Findable Accessible Interoperable Reusable
Passed RDA indicators 5 / 7
Partly implemented
8 / 12
Partly implemented
11 / 12
Partly implemented
5 / 10
Partly implemented
Positives
  • HL7 FHIR provides resource identifiers and captures business identifiers

  • Some metadata is already implied by resources

    (e.g., a Patient resource covers "who" information about patients)

  • Metadata can be captured in separate resources

    (e.g., CapabilityStatement, StructureDefinition, Library)

  • REST API (HTTP) to access (meta)data

  • Resolvable resource identifiers

  • Support for authentication and authorization

  • HL7 FHIR data model

  • JSON and/or XML representation

  • Use of vocabularies and value sets

  • Metadata contains license information

  • Provenance information in Provenance resource as metadata

Negatives
  • Metadata discovery needs extra attention

  • Metadata does not contain access information,

    already assumed to have access to an HL7 FHIR server

  • No reference to other (meta)data in this example, but references could be added using HL7 FHIR

  • No standard or machine-understandable reuse
    license (PhysioNet license, free-text)

Lessons learned

Overall, the used implementation of HL7 FHIR for expressing and distributing MIMIC-ED data improves the interoperability and reusability and poses some extra challenges in terms of findability and accessibility. Findability requires ample metadata that is offered in such way it can be harvested and indexed. Some of the metadata that PhysioNet publishes for MIMIC-ED became redundant, as all HL7 FHIR resources are self-descriptive. For instance, when using a MedicationStatement resource it is not necessary to seperately describe that there is data about medication consumed by a patient, as this information is captured in the definition and scope of the resource. Other resource-level metadata, such as author information, provenance, license, and access information, have to be captured in separate resources such as Library.

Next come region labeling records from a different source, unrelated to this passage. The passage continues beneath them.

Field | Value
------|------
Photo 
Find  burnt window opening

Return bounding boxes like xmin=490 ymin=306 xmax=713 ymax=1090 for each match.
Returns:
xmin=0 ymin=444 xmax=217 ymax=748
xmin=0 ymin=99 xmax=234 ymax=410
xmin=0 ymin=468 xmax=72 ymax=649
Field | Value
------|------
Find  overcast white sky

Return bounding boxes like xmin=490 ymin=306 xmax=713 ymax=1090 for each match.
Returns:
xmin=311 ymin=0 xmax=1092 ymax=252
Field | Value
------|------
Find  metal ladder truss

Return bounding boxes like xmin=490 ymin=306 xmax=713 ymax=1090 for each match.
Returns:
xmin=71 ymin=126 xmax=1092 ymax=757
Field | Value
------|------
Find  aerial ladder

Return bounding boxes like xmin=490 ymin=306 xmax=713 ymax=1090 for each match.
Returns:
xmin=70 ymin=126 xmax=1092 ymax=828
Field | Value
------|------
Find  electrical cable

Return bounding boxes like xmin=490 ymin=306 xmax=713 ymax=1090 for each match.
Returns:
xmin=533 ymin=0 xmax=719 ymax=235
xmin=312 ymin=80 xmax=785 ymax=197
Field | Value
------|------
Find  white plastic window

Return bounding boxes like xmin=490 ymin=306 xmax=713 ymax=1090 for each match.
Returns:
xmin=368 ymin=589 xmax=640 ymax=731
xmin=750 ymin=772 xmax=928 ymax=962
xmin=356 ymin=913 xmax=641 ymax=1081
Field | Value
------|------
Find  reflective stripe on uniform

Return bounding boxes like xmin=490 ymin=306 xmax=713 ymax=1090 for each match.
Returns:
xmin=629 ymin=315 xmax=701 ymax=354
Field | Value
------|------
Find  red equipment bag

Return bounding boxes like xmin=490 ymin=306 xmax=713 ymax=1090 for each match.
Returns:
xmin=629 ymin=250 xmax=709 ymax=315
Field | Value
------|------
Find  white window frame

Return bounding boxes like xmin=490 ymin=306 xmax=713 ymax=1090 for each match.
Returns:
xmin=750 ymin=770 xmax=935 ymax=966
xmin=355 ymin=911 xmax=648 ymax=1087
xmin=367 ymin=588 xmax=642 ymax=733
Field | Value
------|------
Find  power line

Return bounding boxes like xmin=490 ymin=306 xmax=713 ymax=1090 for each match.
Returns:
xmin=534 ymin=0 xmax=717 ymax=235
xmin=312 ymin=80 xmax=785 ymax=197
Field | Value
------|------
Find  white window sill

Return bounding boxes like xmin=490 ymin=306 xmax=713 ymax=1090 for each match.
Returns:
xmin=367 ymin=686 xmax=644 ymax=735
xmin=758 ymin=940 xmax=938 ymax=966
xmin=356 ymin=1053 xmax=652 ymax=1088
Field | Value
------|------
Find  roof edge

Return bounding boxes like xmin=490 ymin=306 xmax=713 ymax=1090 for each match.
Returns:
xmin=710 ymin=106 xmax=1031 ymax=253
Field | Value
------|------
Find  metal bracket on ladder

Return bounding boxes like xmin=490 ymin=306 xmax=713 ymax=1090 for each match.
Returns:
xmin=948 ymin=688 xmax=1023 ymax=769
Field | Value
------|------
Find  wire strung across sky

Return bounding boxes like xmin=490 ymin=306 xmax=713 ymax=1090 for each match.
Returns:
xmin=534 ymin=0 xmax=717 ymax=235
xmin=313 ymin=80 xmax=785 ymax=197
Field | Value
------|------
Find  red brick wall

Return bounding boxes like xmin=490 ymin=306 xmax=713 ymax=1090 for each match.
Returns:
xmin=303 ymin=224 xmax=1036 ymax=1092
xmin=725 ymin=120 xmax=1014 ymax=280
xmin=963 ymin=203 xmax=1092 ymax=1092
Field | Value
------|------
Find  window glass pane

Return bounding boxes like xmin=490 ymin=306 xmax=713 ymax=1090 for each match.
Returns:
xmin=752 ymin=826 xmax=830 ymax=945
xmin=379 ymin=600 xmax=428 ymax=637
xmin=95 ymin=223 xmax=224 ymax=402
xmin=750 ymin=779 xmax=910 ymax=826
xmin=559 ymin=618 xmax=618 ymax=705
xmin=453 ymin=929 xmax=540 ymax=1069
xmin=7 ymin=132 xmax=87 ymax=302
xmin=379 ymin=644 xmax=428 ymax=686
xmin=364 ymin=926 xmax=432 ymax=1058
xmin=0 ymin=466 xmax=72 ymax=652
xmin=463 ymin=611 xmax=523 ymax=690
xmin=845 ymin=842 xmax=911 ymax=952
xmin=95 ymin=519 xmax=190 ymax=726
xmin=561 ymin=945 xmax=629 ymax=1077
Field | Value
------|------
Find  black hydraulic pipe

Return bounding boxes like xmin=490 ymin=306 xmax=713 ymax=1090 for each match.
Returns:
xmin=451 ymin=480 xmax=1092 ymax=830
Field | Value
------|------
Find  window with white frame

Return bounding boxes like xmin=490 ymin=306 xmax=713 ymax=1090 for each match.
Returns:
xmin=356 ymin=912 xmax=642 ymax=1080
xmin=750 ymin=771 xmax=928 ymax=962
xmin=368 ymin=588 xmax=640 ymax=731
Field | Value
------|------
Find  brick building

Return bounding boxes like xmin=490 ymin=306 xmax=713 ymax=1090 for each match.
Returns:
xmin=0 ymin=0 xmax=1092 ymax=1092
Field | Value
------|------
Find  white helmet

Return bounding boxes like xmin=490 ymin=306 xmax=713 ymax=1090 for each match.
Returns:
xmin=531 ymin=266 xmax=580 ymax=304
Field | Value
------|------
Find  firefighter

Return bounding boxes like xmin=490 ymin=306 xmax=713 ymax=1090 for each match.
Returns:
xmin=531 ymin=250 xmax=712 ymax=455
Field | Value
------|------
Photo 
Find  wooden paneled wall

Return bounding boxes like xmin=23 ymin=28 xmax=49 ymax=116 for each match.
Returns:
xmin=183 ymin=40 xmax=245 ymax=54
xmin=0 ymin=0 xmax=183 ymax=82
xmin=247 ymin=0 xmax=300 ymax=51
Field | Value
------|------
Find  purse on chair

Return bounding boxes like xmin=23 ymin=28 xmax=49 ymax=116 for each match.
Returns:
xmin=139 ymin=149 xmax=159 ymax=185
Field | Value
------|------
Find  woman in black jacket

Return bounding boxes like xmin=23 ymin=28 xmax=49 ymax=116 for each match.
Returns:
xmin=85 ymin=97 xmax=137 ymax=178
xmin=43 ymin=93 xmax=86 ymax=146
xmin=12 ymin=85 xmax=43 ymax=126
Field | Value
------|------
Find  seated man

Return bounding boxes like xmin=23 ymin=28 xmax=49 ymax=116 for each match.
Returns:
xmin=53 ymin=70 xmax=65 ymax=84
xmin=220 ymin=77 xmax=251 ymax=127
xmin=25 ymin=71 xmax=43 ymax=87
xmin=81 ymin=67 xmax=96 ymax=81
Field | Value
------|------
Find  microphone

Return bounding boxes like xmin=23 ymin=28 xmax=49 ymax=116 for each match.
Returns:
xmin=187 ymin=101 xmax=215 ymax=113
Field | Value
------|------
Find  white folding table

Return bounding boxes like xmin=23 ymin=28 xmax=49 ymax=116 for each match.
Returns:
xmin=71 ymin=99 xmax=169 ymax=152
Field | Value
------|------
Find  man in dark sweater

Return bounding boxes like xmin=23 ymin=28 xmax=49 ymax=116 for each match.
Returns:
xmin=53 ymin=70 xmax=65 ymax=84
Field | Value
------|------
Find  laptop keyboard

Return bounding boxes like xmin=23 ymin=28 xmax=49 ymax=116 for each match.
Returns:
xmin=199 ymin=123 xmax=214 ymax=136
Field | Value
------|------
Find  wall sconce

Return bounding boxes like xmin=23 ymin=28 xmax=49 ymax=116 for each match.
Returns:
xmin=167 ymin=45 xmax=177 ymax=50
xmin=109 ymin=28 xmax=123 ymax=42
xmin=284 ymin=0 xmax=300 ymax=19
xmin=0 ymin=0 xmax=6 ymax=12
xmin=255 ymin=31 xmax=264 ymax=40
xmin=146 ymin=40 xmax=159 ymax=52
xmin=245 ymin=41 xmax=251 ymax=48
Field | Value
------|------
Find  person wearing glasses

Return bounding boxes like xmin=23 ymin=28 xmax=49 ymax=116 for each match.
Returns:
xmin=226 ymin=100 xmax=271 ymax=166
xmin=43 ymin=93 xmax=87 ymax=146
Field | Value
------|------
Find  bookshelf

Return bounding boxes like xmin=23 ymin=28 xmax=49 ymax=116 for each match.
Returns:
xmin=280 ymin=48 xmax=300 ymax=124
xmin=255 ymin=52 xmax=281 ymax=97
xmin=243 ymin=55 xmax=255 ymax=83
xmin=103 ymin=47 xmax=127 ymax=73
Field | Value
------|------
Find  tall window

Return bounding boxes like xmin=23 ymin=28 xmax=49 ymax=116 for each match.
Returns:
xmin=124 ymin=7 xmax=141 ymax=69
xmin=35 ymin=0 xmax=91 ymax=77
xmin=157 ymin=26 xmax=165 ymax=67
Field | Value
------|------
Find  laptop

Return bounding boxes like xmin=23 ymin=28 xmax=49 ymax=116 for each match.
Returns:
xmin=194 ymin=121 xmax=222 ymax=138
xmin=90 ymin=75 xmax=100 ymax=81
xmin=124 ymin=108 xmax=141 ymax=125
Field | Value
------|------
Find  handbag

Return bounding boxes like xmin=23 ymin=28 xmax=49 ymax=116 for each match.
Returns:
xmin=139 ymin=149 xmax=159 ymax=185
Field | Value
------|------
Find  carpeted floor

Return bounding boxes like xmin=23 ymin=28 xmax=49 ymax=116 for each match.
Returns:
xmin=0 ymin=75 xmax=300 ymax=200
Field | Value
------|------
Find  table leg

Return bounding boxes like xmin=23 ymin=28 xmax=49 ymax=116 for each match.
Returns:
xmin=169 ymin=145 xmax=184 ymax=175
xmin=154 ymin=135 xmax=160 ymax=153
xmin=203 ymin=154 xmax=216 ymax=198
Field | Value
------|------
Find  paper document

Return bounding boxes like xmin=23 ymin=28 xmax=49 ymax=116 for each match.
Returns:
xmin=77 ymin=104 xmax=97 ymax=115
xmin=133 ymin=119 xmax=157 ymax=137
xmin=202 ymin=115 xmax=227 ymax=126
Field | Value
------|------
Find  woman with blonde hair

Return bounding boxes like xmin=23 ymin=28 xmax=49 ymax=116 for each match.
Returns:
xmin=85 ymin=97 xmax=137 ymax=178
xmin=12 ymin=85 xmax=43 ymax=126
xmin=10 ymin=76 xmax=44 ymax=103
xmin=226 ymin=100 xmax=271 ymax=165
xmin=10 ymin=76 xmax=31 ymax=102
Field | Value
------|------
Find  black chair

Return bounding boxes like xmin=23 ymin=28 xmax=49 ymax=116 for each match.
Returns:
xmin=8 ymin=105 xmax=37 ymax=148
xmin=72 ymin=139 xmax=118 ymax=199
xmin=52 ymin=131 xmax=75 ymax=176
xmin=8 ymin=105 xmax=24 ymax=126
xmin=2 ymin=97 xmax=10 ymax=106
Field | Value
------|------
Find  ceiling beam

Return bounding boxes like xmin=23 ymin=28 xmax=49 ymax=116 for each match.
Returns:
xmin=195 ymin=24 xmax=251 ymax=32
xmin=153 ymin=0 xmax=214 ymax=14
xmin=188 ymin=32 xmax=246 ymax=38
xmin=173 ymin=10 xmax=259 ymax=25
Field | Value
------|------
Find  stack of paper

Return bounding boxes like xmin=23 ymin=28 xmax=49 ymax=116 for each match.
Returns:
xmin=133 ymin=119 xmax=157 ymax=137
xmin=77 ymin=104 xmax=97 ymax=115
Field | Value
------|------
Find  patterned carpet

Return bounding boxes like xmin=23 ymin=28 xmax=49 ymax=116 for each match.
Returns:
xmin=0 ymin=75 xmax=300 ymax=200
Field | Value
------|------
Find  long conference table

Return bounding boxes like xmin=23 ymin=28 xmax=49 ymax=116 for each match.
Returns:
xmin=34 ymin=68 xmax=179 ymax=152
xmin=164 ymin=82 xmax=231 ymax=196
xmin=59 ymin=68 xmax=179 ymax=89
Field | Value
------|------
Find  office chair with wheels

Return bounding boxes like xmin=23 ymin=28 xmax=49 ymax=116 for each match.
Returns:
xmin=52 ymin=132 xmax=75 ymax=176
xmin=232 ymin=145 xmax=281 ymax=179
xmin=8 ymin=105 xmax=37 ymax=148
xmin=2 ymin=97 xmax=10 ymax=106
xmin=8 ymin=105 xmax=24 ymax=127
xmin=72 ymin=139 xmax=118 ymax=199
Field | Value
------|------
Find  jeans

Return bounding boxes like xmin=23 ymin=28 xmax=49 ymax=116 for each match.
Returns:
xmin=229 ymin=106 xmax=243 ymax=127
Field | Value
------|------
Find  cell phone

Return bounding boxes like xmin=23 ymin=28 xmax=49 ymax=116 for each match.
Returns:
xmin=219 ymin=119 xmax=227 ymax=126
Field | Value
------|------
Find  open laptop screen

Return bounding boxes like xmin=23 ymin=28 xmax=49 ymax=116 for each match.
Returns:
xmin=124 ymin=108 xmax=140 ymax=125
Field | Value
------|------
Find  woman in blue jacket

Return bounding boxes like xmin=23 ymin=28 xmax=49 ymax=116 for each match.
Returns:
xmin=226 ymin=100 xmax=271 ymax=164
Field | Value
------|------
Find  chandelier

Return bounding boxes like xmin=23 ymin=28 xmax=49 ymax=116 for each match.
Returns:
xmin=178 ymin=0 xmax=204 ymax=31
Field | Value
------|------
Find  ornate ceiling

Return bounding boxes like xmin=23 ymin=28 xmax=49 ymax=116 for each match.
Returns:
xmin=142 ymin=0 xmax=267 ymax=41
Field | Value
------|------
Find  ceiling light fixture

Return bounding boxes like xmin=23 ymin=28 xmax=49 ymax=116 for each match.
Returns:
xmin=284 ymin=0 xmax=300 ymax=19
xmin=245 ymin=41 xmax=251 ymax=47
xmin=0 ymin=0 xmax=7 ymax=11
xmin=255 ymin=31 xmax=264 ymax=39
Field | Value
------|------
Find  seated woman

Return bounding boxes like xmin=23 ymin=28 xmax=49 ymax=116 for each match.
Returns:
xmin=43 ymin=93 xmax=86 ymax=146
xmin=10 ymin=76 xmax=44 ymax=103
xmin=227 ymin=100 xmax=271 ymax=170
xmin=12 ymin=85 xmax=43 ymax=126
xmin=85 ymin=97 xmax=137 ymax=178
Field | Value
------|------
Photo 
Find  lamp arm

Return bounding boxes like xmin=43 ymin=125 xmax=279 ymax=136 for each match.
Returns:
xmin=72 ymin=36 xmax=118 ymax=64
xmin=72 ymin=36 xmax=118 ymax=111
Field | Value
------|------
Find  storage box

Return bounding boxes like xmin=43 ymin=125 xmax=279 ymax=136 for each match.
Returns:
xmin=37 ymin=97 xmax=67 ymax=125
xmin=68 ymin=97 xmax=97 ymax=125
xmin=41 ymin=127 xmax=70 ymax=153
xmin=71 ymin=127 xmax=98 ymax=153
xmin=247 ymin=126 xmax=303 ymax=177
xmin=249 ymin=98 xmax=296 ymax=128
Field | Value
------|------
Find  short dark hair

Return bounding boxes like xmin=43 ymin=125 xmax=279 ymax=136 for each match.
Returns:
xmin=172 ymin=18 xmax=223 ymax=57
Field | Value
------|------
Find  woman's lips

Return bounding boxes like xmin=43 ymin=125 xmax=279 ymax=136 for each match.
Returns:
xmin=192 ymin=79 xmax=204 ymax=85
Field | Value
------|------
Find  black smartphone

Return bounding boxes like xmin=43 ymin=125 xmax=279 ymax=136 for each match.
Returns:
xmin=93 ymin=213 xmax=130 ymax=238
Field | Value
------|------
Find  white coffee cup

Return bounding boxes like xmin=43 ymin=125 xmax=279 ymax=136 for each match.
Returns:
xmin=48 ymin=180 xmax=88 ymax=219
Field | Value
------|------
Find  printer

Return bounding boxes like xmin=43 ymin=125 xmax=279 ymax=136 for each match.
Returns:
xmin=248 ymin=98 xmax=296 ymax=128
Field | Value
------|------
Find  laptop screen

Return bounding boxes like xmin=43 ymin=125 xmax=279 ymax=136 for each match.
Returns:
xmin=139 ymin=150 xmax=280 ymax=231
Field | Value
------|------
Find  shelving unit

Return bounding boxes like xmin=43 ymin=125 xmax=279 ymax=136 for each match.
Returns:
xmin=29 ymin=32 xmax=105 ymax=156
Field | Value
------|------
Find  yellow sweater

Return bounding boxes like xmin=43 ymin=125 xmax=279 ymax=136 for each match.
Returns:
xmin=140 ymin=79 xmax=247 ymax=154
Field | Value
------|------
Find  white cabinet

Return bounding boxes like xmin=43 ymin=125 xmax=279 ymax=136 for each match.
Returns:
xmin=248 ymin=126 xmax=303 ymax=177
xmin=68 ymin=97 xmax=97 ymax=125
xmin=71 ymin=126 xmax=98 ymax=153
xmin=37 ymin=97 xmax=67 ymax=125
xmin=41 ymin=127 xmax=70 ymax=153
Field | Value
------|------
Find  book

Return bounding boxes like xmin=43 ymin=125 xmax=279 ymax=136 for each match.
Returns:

Metadata discoverability is challenging when only using HL7 FHIR, as details on how to reach an HL7 FHIR server should be published outside of that server anyway. Hence, it is recommended to keep an indexable, publicly available, page to expose such metadata. The PhysioNet repository is a good example here. Such a page would also be necessary to satisfy indicators RDA-A1-02M and RDA-A1-02D (manual access to (meta)data). In short:

  • To satisfy indicator RDA-F4-01M (metadata discoverability), using a separate public repository for certain metadata is recommended.

  • Some metadata is captured in resources used for the data (e.g., Patient or Observation) while other resources are used specifically for metadata (e.g., Library).

  • HL7 FHIR improves interoperability by providing a (meta)data model, machine-readible representations, and REST API. Modeling MIMIC-ED using HL7 FHIR resources was relatively easy to do.

  • HL7 FHIR does not solve the lack of a standard licence, references to other (meta)data, or provenance data. However, once present those data can be modeled and exposed with HL7 FHIR.